Stimulus fails to roll out new barrel business
They dot the borders of road projects like safety sentinels, protecting the backs of workers who have neither the time nor opportunity to watch for oncoming traffic.
They are, and probably always will be, in high demand. But, to a mixture of relief and disappointment for orange-barrel business owners, that demand is generally no higher or lower than in years past despite the massive river of federal money flowing toward roadwork.
“We look at the stimulus money, at this point in time here in Wisconsin, as really continuing the construction projects that were slated to be done without delaying them,” said John Kugel, president of Traffic & Parking Control Co. Inc., Brown Deer.
The situation is the same at Lakeside Plastics Inc., the Oshkosh-based manufacturer of “federal-mandate orange” traffic barrels and cones, said Division Manager Anne Muench. This year, Lakeside has sold between 75,000 and 80,000 barrels — drums in industry lingo because they used to be steel drums before plastic took over. That’s on par with past years’ sales levels and has kept the company employment at about 75 in Oshkosh, she said.
Muench said companies always are considering opportunities to expand, but the prospect is still too risky in a market that has done little more than stay afloat.
“It’s been good,” she said, “but you are always wondering about the next year.”
Subcontractors that line up the barrels and other traffic-control paraphernalia on highway jobs are still submitting competitive bids, meaning the workload has not increased to the point that companies are happy with what they have, said Dan Zignego, controller for Waukesha-based Zignego Co. Inc. The company is the general contractor on the project to rebuild a portion of Interstate 94 in Racine County using American Recovery and Reinvestment Act money.
“The stimulus projects, as of right now, aren’t creating more work so much as replacing work,” Zignego said.
“So I don’t think anybody right now is too stretched for equipment.”
There might not be more work, but the stimulus projects added more challenges to the barrel business, Muench said.
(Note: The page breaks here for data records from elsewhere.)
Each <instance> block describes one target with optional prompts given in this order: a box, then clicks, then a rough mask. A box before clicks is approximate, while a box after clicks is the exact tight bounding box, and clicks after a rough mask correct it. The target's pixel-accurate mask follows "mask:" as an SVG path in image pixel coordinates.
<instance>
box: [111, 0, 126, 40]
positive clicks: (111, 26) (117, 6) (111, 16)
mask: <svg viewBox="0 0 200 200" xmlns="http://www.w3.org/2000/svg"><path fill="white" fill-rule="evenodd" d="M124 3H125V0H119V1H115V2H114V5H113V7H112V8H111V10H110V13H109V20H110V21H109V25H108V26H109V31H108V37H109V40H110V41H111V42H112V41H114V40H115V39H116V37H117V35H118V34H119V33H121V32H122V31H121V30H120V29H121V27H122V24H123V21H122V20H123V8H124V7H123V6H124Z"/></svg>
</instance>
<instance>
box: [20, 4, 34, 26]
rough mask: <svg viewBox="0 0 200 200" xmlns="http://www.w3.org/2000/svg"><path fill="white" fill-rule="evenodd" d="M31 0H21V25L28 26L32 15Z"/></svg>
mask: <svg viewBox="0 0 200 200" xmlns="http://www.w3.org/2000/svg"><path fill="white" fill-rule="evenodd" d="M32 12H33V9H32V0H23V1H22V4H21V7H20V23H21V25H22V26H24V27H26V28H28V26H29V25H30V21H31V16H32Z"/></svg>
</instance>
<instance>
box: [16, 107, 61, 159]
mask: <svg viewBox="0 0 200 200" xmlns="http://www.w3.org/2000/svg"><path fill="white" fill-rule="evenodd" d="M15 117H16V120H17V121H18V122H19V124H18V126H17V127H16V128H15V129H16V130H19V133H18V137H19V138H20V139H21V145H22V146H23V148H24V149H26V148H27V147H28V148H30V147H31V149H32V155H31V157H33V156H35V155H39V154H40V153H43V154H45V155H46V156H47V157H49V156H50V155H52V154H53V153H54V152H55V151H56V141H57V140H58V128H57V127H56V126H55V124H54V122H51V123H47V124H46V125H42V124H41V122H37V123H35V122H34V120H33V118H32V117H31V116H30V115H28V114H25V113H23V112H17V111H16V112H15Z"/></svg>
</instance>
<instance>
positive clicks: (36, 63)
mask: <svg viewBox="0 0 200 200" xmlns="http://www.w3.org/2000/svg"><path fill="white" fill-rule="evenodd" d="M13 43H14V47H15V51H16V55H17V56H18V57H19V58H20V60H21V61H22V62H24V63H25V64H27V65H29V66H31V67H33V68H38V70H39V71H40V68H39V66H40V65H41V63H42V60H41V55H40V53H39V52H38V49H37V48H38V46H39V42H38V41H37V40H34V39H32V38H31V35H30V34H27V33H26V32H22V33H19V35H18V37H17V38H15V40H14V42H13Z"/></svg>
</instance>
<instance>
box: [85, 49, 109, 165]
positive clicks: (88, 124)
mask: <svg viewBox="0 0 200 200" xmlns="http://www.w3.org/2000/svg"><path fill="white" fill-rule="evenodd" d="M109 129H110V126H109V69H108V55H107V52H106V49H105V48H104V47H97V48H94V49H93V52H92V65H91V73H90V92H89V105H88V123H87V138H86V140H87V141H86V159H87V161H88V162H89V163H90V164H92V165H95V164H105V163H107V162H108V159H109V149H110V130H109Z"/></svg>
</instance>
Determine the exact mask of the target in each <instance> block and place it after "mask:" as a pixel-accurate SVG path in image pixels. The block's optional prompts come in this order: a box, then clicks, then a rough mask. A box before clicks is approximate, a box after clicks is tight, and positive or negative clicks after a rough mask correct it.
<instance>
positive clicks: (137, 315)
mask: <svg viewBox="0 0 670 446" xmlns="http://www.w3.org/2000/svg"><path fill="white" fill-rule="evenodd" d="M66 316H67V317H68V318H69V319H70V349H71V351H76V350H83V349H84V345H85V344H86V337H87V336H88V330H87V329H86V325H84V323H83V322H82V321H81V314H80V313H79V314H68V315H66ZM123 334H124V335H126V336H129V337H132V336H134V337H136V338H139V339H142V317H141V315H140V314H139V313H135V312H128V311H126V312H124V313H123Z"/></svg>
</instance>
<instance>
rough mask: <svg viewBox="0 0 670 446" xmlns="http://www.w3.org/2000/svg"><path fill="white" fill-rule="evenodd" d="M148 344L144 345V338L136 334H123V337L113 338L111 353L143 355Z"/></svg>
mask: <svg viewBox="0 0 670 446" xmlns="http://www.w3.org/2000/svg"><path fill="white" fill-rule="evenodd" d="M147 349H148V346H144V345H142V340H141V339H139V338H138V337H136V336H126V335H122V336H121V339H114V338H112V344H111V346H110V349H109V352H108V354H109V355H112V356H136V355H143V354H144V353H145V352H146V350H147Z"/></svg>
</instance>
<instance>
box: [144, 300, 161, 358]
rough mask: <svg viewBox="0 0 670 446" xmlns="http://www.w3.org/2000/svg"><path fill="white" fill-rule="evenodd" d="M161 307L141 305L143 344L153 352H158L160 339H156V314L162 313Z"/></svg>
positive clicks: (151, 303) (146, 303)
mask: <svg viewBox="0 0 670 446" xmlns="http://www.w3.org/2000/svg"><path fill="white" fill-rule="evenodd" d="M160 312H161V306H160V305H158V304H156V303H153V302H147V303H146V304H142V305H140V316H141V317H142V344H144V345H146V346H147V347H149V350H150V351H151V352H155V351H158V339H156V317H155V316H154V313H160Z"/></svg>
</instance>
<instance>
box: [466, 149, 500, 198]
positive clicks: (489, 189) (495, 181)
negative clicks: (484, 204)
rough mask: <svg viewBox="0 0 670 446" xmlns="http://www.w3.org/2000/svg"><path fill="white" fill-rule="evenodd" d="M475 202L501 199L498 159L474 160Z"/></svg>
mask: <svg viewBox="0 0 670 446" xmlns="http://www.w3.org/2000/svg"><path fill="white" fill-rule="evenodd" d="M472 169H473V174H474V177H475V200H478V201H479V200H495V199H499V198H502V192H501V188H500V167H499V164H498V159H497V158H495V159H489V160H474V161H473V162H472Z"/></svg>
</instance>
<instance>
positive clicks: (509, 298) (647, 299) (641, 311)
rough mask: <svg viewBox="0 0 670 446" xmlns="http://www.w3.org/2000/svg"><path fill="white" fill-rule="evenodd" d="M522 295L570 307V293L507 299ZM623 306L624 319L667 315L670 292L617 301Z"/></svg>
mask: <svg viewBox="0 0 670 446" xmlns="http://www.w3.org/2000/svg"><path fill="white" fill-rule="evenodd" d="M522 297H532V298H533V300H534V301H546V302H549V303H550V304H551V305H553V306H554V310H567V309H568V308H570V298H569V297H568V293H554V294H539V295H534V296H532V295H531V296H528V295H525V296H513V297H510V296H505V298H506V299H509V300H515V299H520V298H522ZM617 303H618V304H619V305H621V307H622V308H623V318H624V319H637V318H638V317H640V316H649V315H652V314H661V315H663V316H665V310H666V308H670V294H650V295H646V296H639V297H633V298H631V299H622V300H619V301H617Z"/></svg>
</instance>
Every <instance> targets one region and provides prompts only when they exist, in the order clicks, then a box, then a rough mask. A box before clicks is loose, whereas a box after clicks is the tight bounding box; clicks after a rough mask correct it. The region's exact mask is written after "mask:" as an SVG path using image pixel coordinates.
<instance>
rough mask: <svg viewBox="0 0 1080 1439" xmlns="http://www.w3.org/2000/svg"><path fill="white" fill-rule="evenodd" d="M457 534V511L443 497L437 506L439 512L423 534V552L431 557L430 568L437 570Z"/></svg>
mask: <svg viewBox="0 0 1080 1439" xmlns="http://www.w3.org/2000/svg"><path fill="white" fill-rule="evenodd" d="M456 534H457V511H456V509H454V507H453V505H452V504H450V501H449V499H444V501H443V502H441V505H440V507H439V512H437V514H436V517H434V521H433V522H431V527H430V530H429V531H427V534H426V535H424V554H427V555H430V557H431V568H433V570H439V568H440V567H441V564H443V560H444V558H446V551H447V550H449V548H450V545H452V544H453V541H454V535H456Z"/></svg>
Lakeside Plastics has had to stay sharp to keep up with the nationwide demand for barrels on stimulus contracts because every state has different rules for the width and type of reflective tape that must be on the drums, she said. The barrels sell for between $35 and $70 each, depending on the reflector and rubber base requirements.
Muench said the company has a couple thousand orange barrels on standby, but Lakeside must be prepared with barrels that have the right tape for the states with a lot of roadwork.
Muench said Lakeside’s sales staff is tracking the special stimulus project bid lettings across the country.
“Sometimes you can tell a little bit, but we don’t know exactly where necessarily all of the stimulus money has gone,” she said. “You try to predict. You try to understand.”
Kugel, whose company mostly supplies permanent road gear such as traffic signals and signs, said employment has remained steady at more than 100 people at Traffic & Parking. The infusion of stimulus money did not pump up the market, but holding steady has its advantages, he said.
“It is good,” he said, “because, therefore, we didn’t have to lay off anybody.”